Fast forward to this week’s parliamentary debate on HS2, the high-speed north-south rail connection, and these grand promises have been eroded. The planned Crewe to Manchester leg has all the opportunities pledged by Osborne and his successors, yet the government’s preferred design for Manchester’s HS2 station will take up half a million square metres of prime development space, costing an estimated £333mn a year in lost economic benefit by the middle of the century.

Transport minister Wendy Morton this week called the extra £4bn to £5bn cost of building the station underground “an absolutely crazy amount of money”. That this is roughly the overspend on London’s Crossrail link, which opened last month, has not gone unnoticed.

In the south of England, HS2 is being tunnelled for 10 miles beneath the rolling Chiltern Hills to ensure it does not blight the picturesque countryside. Such benefits are not on offer to Manchester, although the design its leaders requested — an underground “box” of stacked platforms — has already been used on the first phase of HS2 near to London, at Old Oak Common.

Manchester, which has been rebuilding its economy from the ashes of deindustrialisation for the past three decades, is not considered worthy of such investment. According to the government’s Integrated Rail Plan, the cost “could not be justified by the value of additional regeneration benefit”.

There was nothing in the plan to indicate how the government had made this assessment, nor how it had reached the £4bn to £5bn figure. The paper also rejected, on cost grounds, a detailed plan for high-speed pan-northern rail connections originally dreamt up by Osborne and later fleshed out by northern leaders. It did admit, however, that despite “significant” potential productivity benefits, “full analysis of the wider economic impacts of the different options has not been completed”.

Manchester’s HS2 station has become one chapter in a very familiar story. Where Osborne promised serious investment, long-term plans for northern infrastructure feel fundamentally unserious to many.

“It’s madness,” says Juergen Maier, former chief executive of Siemens UK and now heading up the Digital Catapult, which is working on a major tech hub on land near the Manchester station. “We never think about the future beyond the now. In this country, compared to Germany or France or Spain, we don’t do enough for 50 years, and then all of a sudden we have a huge bill to pay because we’re catching up.” 

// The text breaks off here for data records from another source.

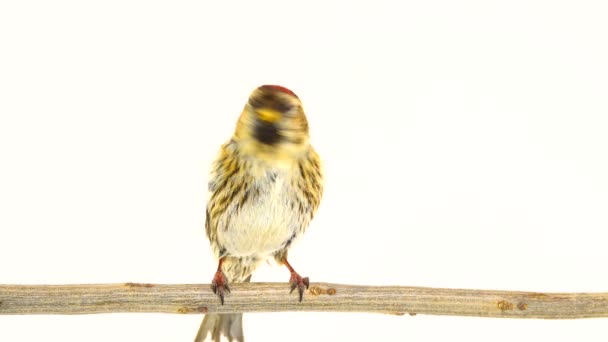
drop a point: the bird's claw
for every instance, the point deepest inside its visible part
(300, 283)
(219, 285)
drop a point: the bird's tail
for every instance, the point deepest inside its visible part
(236, 270)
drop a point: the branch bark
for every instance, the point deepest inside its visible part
(274, 297)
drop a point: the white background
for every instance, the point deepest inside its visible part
(465, 146)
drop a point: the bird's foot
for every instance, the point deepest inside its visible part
(219, 285)
(298, 282)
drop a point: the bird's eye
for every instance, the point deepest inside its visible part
(267, 97)
(284, 107)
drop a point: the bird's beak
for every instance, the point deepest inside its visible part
(268, 115)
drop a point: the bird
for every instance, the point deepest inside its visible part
(264, 189)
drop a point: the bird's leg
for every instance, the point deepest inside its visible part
(296, 280)
(219, 284)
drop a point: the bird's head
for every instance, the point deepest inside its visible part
(273, 123)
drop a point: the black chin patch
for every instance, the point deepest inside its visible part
(267, 133)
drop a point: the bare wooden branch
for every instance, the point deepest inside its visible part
(274, 297)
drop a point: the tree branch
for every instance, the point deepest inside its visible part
(274, 297)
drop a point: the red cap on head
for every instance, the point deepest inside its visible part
(279, 88)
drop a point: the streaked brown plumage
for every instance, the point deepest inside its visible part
(264, 189)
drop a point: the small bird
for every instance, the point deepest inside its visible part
(264, 189)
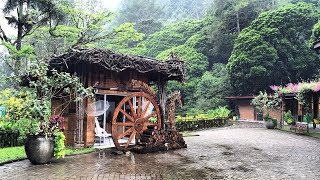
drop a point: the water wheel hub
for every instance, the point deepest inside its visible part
(139, 124)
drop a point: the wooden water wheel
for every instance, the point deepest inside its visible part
(132, 116)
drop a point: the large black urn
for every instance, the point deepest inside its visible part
(39, 149)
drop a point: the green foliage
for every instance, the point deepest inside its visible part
(145, 14)
(172, 35)
(196, 62)
(269, 118)
(19, 104)
(288, 117)
(15, 153)
(59, 148)
(265, 103)
(274, 49)
(212, 88)
(12, 153)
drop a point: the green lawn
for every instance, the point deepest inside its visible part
(14, 153)
(312, 133)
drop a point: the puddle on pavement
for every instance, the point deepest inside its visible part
(226, 153)
(227, 147)
(241, 168)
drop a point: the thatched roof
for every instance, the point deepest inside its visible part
(173, 69)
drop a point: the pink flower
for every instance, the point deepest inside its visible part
(316, 88)
(274, 87)
(293, 87)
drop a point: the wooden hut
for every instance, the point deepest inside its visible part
(112, 76)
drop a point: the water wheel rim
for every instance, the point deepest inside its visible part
(138, 121)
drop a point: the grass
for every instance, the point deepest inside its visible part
(12, 153)
(16, 153)
(312, 134)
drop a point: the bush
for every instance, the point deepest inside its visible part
(219, 113)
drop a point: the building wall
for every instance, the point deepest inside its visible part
(276, 113)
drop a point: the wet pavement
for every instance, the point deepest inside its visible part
(226, 153)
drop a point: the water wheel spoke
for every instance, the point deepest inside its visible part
(145, 109)
(130, 139)
(127, 132)
(136, 122)
(150, 124)
(132, 109)
(146, 119)
(127, 115)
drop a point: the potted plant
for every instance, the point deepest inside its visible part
(47, 84)
(288, 117)
(264, 104)
(48, 142)
(270, 122)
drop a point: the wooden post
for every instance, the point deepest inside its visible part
(283, 109)
(162, 87)
(89, 120)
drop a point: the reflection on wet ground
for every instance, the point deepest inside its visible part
(226, 153)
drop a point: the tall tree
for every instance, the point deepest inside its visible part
(145, 14)
(31, 14)
(274, 49)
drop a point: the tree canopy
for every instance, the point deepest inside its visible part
(274, 49)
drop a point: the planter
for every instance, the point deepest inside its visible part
(270, 125)
(39, 149)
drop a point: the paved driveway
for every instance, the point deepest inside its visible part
(227, 153)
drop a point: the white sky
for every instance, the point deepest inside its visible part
(10, 31)
(111, 4)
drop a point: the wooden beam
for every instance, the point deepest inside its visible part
(113, 92)
(89, 122)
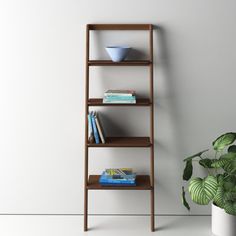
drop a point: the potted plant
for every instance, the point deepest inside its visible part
(218, 186)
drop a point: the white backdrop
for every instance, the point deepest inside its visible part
(42, 61)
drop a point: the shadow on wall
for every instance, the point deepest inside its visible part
(167, 100)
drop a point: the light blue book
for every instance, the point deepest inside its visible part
(95, 131)
(105, 100)
(90, 132)
(120, 97)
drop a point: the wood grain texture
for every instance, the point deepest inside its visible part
(142, 183)
(123, 142)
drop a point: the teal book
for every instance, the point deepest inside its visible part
(120, 97)
(133, 101)
(90, 131)
(95, 131)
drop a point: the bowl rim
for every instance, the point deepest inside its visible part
(118, 47)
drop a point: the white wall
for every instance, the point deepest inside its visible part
(42, 46)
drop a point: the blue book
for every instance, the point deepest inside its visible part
(90, 132)
(104, 179)
(120, 97)
(95, 131)
(118, 184)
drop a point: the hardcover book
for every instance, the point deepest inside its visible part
(119, 92)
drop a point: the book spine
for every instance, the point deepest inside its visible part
(99, 129)
(118, 101)
(120, 97)
(122, 184)
(95, 131)
(119, 94)
(90, 138)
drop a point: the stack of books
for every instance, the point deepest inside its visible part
(119, 96)
(118, 177)
(96, 133)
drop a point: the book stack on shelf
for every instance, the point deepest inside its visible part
(119, 96)
(118, 177)
(96, 133)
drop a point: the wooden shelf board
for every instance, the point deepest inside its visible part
(142, 183)
(123, 142)
(99, 102)
(122, 63)
(119, 26)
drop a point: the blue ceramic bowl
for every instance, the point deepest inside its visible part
(117, 53)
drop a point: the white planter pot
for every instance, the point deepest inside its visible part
(223, 224)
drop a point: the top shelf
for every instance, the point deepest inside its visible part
(121, 63)
(119, 26)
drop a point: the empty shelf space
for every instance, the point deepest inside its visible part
(99, 102)
(122, 63)
(142, 183)
(123, 142)
(119, 26)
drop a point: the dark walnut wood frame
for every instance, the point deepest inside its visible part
(144, 182)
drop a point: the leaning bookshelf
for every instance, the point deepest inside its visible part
(143, 182)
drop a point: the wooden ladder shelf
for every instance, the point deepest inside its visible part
(143, 182)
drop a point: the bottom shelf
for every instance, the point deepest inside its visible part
(142, 183)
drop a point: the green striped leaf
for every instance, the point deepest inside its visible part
(202, 191)
(224, 140)
(188, 170)
(230, 207)
(230, 167)
(232, 148)
(223, 160)
(195, 155)
(184, 201)
(207, 163)
(219, 197)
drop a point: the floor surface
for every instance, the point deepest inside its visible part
(72, 225)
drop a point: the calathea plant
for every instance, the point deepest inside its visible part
(219, 185)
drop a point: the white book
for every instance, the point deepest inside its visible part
(99, 128)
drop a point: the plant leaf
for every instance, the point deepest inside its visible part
(202, 191)
(232, 148)
(224, 140)
(230, 207)
(188, 170)
(219, 197)
(206, 163)
(195, 155)
(184, 201)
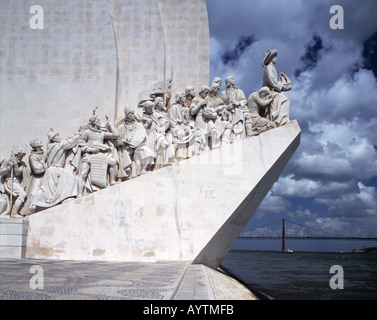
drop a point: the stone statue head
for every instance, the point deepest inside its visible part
(129, 114)
(264, 91)
(159, 103)
(20, 153)
(216, 80)
(51, 135)
(36, 144)
(215, 88)
(190, 91)
(148, 107)
(94, 121)
(180, 97)
(230, 81)
(204, 90)
(269, 56)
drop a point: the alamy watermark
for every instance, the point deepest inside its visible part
(37, 20)
(337, 20)
(37, 280)
(337, 280)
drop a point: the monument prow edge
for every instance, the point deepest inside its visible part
(192, 210)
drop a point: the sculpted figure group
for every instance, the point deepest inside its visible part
(102, 154)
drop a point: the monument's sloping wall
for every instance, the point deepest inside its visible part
(53, 77)
(92, 52)
(192, 210)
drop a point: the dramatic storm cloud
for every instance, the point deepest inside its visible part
(330, 183)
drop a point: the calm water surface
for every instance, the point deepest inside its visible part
(305, 275)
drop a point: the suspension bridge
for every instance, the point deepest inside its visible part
(287, 233)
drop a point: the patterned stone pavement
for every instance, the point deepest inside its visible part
(89, 280)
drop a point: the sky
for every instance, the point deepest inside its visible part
(330, 183)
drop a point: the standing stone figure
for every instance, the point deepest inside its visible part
(222, 123)
(187, 140)
(58, 182)
(277, 84)
(135, 155)
(259, 104)
(15, 177)
(156, 126)
(38, 166)
(99, 159)
(235, 100)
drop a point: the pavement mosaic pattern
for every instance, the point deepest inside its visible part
(89, 280)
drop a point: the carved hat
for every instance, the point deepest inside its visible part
(51, 134)
(128, 109)
(268, 56)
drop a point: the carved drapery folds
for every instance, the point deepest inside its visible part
(100, 154)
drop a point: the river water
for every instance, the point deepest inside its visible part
(305, 275)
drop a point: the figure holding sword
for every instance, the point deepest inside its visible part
(13, 173)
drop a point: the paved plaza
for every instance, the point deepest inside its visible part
(27, 279)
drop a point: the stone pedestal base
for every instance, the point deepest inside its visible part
(13, 234)
(192, 211)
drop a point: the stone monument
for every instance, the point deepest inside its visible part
(166, 168)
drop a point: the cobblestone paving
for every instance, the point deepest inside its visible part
(87, 280)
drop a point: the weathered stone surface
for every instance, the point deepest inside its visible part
(192, 210)
(92, 52)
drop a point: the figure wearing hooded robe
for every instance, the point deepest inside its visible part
(276, 84)
(15, 177)
(58, 183)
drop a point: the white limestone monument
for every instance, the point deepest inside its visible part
(117, 146)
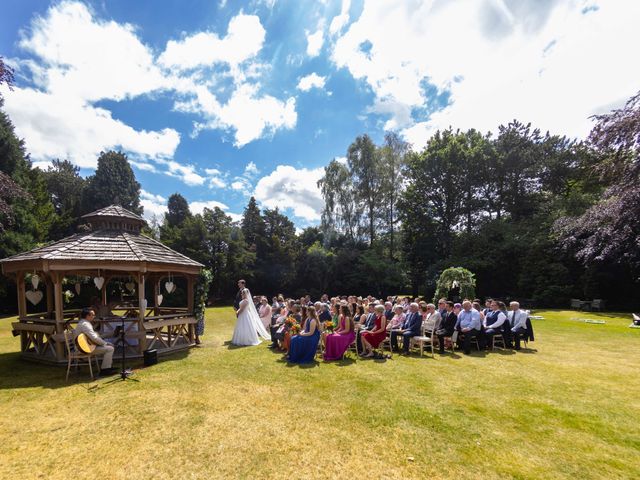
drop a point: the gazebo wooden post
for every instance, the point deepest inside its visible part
(22, 300)
(59, 307)
(142, 344)
(190, 309)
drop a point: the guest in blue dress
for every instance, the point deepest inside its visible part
(304, 345)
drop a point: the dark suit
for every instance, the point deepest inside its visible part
(411, 328)
(447, 327)
(236, 303)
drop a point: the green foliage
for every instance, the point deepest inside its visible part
(113, 183)
(456, 277)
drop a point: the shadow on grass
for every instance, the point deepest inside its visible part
(17, 372)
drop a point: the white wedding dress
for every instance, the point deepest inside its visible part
(249, 326)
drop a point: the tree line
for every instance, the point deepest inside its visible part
(533, 215)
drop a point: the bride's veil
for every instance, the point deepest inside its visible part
(255, 318)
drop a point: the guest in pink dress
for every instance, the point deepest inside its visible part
(265, 312)
(398, 318)
(337, 343)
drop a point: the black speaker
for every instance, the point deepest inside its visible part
(150, 357)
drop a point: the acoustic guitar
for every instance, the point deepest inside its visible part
(84, 344)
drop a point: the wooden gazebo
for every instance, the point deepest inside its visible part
(112, 248)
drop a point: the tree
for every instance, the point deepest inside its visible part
(456, 278)
(609, 231)
(66, 187)
(364, 166)
(393, 155)
(113, 183)
(341, 212)
(177, 210)
(252, 224)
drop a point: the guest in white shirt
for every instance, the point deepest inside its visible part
(518, 322)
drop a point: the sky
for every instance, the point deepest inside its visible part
(220, 100)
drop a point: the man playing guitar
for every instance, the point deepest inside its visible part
(103, 348)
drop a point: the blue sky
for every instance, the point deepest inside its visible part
(221, 100)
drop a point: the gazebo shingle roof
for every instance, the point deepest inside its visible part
(107, 245)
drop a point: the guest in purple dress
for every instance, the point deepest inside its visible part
(338, 342)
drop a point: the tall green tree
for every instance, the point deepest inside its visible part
(66, 188)
(363, 160)
(113, 183)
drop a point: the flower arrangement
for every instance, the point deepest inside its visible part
(290, 322)
(295, 329)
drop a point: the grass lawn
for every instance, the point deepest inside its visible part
(567, 408)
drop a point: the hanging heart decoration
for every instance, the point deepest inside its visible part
(34, 296)
(99, 282)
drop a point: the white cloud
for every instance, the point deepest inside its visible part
(547, 63)
(340, 21)
(153, 205)
(243, 41)
(186, 173)
(295, 189)
(313, 80)
(251, 169)
(314, 42)
(198, 207)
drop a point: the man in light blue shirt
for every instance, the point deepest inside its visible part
(469, 324)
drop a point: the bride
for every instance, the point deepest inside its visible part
(249, 325)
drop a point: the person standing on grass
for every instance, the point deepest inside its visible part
(236, 303)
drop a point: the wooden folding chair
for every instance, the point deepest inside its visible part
(76, 357)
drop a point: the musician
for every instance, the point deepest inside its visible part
(103, 348)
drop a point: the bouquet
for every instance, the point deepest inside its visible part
(290, 322)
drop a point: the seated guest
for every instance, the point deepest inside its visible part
(366, 323)
(265, 312)
(277, 326)
(411, 327)
(303, 346)
(324, 315)
(388, 310)
(442, 307)
(494, 321)
(338, 342)
(396, 322)
(103, 348)
(518, 322)
(433, 316)
(469, 324)
(372, 338)
(447, 326)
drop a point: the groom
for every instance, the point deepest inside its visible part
(236, 303)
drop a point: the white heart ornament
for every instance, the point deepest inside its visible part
(99, 282)
(34, 296)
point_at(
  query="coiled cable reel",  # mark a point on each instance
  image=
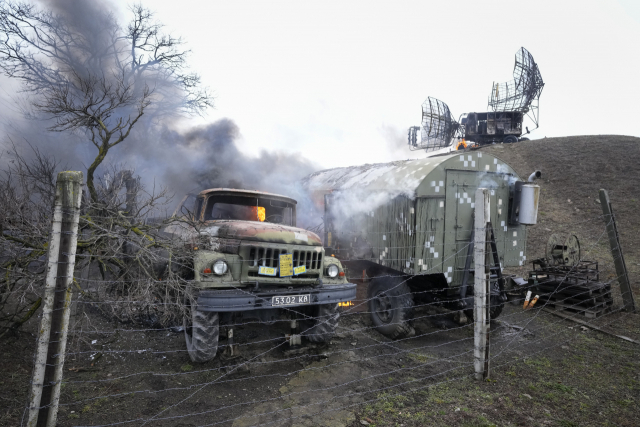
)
(563, 250)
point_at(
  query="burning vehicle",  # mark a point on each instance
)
(407, 226)
(251, 261)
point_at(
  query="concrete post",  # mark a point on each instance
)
(616, 252)
(481, 278)
(52, 336)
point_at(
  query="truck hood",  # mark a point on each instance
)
(260, 232)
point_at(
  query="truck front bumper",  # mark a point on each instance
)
(227, 300)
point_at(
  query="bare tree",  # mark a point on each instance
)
(121, 258)
(97, 78)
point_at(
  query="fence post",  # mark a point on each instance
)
(616, 252)
(52, 336)
(480, 288)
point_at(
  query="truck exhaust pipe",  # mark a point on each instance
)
(535, 175)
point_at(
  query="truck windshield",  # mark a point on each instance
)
(249, 209)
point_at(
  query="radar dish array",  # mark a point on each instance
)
(522, 94)
(438, 127)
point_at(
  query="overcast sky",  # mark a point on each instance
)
(341, 81)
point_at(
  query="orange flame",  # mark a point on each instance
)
(259, 213)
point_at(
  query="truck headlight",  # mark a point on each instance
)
(332, 271)
(220, 267)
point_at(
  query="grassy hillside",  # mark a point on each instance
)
(574, 169)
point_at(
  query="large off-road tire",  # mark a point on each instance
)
(324, 328)
(201, 332)
(391, 306)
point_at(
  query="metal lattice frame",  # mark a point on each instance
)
(521, 94)
(438, 127)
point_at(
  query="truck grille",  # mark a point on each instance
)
(256, 256)
(268, 257)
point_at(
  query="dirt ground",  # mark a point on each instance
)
(546, 371)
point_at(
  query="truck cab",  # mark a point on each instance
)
(250, 260)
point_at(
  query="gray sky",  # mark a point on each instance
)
(341, 81)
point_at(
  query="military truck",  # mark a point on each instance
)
(407, 227)
(251, 261)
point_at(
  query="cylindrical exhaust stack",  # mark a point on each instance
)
(529, 199)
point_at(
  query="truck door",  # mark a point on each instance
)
(461, 189)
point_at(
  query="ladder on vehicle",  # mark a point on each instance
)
(495, 269)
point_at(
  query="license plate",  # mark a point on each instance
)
(267, 271)
(291, 300)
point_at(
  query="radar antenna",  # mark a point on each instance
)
(438, 127)
(523, 93)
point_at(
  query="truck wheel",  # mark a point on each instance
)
(325, 325)
(391, 306)
(201, 331)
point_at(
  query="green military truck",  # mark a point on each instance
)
(407, 227)
(251, 261)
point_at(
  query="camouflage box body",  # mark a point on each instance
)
(422, 219)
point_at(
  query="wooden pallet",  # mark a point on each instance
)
(588, 312)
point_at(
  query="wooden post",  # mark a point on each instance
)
(480, 288)
(616, 252)
(52, 336)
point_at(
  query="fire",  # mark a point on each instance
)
(259, 213)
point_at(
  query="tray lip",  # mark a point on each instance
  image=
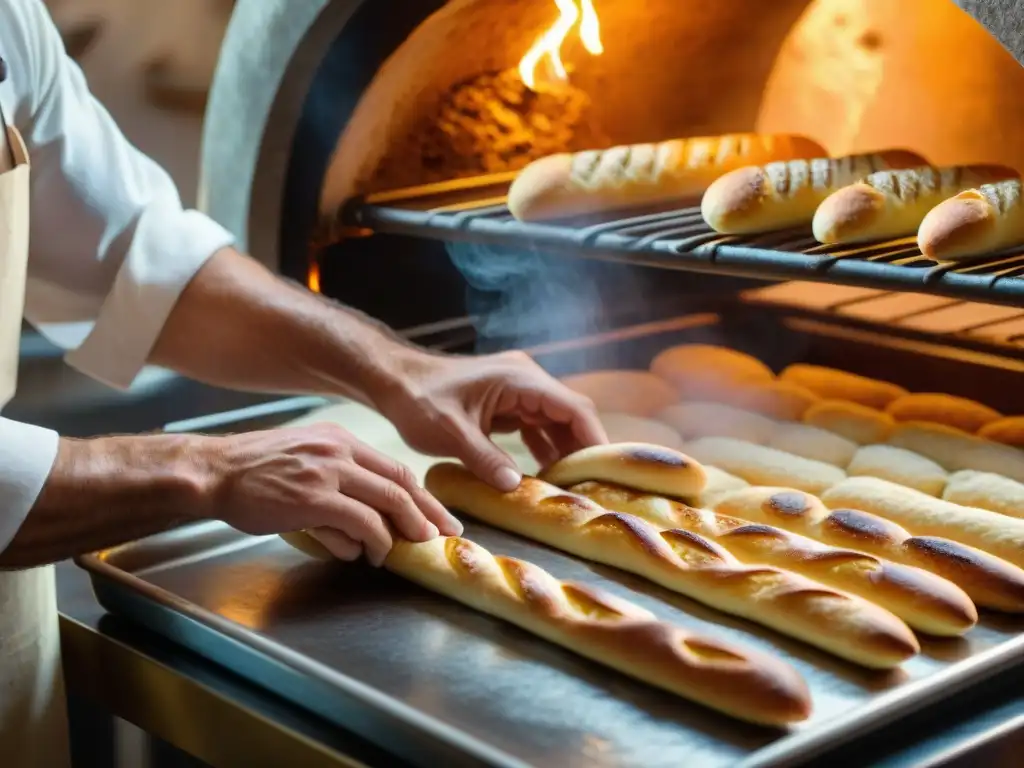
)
(797, 744)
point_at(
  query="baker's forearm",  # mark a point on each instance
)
(105, 492)
(239, 326)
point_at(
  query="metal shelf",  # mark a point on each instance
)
(474, 211)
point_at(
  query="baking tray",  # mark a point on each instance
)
(440, 684)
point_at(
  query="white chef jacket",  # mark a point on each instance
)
(111, 246)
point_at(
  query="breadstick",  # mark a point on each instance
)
(900, 466)
(833, 384)
(623, 177)
(763, 466)
(892, 204)
(991, 583)
(780, 195)
(977, 221)
(958, 413)
(745, 684)
(925, 601)
(985, 491)
(637, 465)
(923, 515)
(837, 622)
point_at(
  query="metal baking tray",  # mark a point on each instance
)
(440, 684)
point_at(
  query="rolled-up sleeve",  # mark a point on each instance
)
(112, 247)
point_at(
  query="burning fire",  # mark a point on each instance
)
(550, 43)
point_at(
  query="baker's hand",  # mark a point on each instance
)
(323, 479)
(449, 406)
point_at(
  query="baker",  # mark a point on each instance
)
(97, 252)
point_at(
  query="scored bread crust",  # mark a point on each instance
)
(786, 194)
(629, 176)
(988, 581)
(739, 682)
(837, 622)
(927, 602)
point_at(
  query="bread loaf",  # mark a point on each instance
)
(833, 384)
(634, 392)
(785, 194)
(853, 421)
(742, 683)
(989, 582)
(763, 466)
(925, 601)
(977, 221)
(984, 491)
(837, 622)
(923, 515)
(892, 204)
(958, 413)
(622, 177)
(900, 466)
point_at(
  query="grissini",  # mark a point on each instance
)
(637, 465)
(760, 465)
(892, 204)
(924, 515)
(977, 221)
(989, 582)
(780, 195)
(927, 602)
(833, 384)
(745, 684)
(622, 177)
(837, 622)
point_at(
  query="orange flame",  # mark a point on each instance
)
(550, 43)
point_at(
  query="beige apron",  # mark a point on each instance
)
(33, 708)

While Osborne signalled an end to this inertia, few of the northern rail projects he promised have left the station, let alone gone full steam ahead. Some are stuck on Whitehall desks, while others eventually met their fate in Prime Minister Boris Johnson’s updated rail plan. 

Not that Johnson rejected all Osborne’s ideas. In summer 2019, just days into his premiership, he used the very same Manchester museum backdrop to launch his levelling up agenda — Northern Powerhouse, mark two. Addressing many of the same people, the prime minister committed to a fund a high-speed line from Manchester to Leeds. It was a promise effectively broken in last year’s rail plan; the line will now no longer run all the way to Leeds, but will stop at a village 25 miles away, helping save £18bn.

“For too long,” Johnson told his audience back then, “politicians have failed to deliver on what is needed.” At least that is something everyone can agree on.